Subsequent to its New York run, the musical toured, opening at the Boston Theatre, on April 12, 1897. It eventually returned to New York at the Harlem Opera House in December 1897. It also played in London, at the Duke of York's Theatre in 1897, featuring Decima Moore, with dances by John D'Auban.

== Plot ==
=== Act 1, in Bidart's parlor salesrooms ===
The musical opens with the christening of a baby boy, son of Bidart, a Parisian florist. He has invited a relative to be the godfather. Unknown to him, his wife and mother-in-law have also invited people to be the godfather. To further complicate matters, the child's nurse, while strolling in the park with the baby, was speaking to an admirer while a policeman took the child away, and now returns tearfully revealing the child is missing. The act ends with all going to search for the child.

===Act 2, in the 22nd barracks at Pepinière ===
Since the nursemaid was speaking to a policeman, Bidart and company have arrived at the barracks of the 22nd Regiment. Circumstances force Bidart and his party to wear uniforms, where they are mistaken for undisciplined members of the regiment. Unseen, one of the policemen returns the baby to the nursemaid and they depart. This occurs before Bidart and party realize, and they continue their search. Meanwhile, one of the potential godfathers drops out.

===Act 3, in the boudoir of Rose d'Ete ===
The nursemaid is the employee of Rose d'Ete, a famous Parision opera bouffe prima donna, who supposedly now has the child. When Bidart and his party enter to search for the baby, their identities are confused with those of Rose d'Ete's paramour; when the paramour arrives they pretend they are workmen. They finally learn that the baby has been taken back to the park where he was originally lost. The second of the potential godfathers drops out.
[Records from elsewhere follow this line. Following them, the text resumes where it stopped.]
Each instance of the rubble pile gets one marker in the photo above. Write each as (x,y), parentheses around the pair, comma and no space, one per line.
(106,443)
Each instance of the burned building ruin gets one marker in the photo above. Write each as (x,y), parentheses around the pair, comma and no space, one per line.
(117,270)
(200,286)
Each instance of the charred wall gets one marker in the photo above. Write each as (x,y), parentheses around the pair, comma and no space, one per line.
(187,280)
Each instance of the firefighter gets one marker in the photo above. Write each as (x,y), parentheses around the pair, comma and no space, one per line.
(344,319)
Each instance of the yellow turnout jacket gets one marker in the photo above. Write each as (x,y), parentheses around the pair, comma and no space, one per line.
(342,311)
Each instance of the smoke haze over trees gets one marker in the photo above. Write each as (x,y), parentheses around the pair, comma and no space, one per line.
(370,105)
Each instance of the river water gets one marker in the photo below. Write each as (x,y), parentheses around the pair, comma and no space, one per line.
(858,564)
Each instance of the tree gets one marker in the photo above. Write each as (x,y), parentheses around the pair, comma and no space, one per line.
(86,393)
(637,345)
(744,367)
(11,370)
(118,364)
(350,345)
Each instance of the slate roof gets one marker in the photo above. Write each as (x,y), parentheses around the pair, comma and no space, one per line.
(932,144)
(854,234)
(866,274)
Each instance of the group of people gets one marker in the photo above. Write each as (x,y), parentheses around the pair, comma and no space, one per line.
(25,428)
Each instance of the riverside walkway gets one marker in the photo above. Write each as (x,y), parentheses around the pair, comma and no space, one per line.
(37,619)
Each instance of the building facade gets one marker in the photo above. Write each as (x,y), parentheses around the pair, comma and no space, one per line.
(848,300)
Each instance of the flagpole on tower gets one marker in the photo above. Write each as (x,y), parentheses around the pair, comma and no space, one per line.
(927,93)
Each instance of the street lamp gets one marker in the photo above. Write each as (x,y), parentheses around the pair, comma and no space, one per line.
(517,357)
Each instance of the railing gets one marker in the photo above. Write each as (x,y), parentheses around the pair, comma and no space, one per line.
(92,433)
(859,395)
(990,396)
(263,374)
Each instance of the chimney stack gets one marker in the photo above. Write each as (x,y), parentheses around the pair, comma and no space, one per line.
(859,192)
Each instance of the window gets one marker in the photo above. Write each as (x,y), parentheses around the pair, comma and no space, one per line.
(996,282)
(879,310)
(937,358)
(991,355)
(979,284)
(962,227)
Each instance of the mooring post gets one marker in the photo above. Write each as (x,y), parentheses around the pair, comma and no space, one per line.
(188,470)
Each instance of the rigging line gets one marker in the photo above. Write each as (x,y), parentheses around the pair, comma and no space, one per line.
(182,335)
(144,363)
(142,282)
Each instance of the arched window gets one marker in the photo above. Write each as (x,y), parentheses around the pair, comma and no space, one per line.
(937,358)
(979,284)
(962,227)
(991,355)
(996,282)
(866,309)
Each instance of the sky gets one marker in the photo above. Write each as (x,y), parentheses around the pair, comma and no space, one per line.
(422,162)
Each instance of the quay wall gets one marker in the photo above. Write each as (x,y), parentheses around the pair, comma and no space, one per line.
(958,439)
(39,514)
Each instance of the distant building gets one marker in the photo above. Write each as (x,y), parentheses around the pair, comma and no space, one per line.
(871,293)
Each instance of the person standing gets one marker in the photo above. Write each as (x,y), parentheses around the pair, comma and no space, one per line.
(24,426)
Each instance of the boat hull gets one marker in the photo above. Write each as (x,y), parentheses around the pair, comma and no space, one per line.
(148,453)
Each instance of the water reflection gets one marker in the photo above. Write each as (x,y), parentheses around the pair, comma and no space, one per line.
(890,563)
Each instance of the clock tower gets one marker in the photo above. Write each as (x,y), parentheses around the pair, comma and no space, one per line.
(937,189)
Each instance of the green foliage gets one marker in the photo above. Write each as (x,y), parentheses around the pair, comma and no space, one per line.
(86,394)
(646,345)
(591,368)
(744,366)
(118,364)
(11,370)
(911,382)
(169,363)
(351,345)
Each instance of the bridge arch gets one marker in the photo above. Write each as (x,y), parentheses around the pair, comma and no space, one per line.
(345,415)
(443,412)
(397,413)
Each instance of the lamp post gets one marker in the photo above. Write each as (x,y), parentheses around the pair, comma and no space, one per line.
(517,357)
===Act 4, in a corner of the gardens of the Luxembourg ===
The child has been traced to the gardens of Luxembourg. While Bidart searches, the remaining potential godfather gets into trouble by claiming and endeavoring to kidnap a baby and pretend it is the missing one. The climax occurs at the entrance of the christening procession: to the surprise of the three potential godfathers, the baby has been found and christened in their absence.

== Cast ==
- Bidart, a florist: Louis Harrison
- Chachignon, from the south of France: M. A. Kennedy
- Courte Botte de Roquencourt, of the ancien régime: Joseph Herbert
- Galampois, the family notary: Claude Brooke
- Jolivet, a poor relative: John Gilroy
- Honorine Girardin, the godmother: Fannie Bulkeley
- Catherine, a wet nurse: Rose Beaudet
- Pauline: Caroline Leigh
- Gaston de Champignol, an aristocratic conscript: Cyril Scott
- Captain Latour, a military martinet: Edward Wilks
- Corporal Bridoux, a victim of circumstances: Dan Packard
- Achille, a rebellious recruit: David Torence
- Rose D'Ete, opera bouffe prima donna: Georgia Caine
- Julie, lady's maid to Rose: Florence Thornton
- Cerise, a soubrette
- Mlle. Doucy, a contralto
- Esteban Pacheco, a jealous Cuban: Henry Bergman
- Papa Pantin, a Napoleonic veteran: Edward Wilks
- Papa Bigot, a companion-at-arms: Max Rosen
- Renaud, a gendarme: Horace Sparks
- Françoise, a downtrodden nursemaid: Irene Verona
- Ninette, fond of the military: Sue Meade
- Louise, another nursemaid: Emma Janvier

== Songs ==
- A Kiss in the Dark
- Buy a Balloon
- Jean and Jaque were Twins
- Ootchey Coochy
- Our Hearts They are Light (Christening Song)
- Two Heads are Better than One
- When I joined the Army
- When It's a Boy

== Critical reception ==
A review in The Illustrated American commented: "Cheever Goodwin, clever at adaptation, at times a most dexterous manipulator in stagecraft, has been singularly successful in this latest venture. Starting of a delightfully humorous set of complications, woven logically together, he has made an honest translation and obtained a genuinely absurd farce which he carries through four acts, sustaining the interest to the end."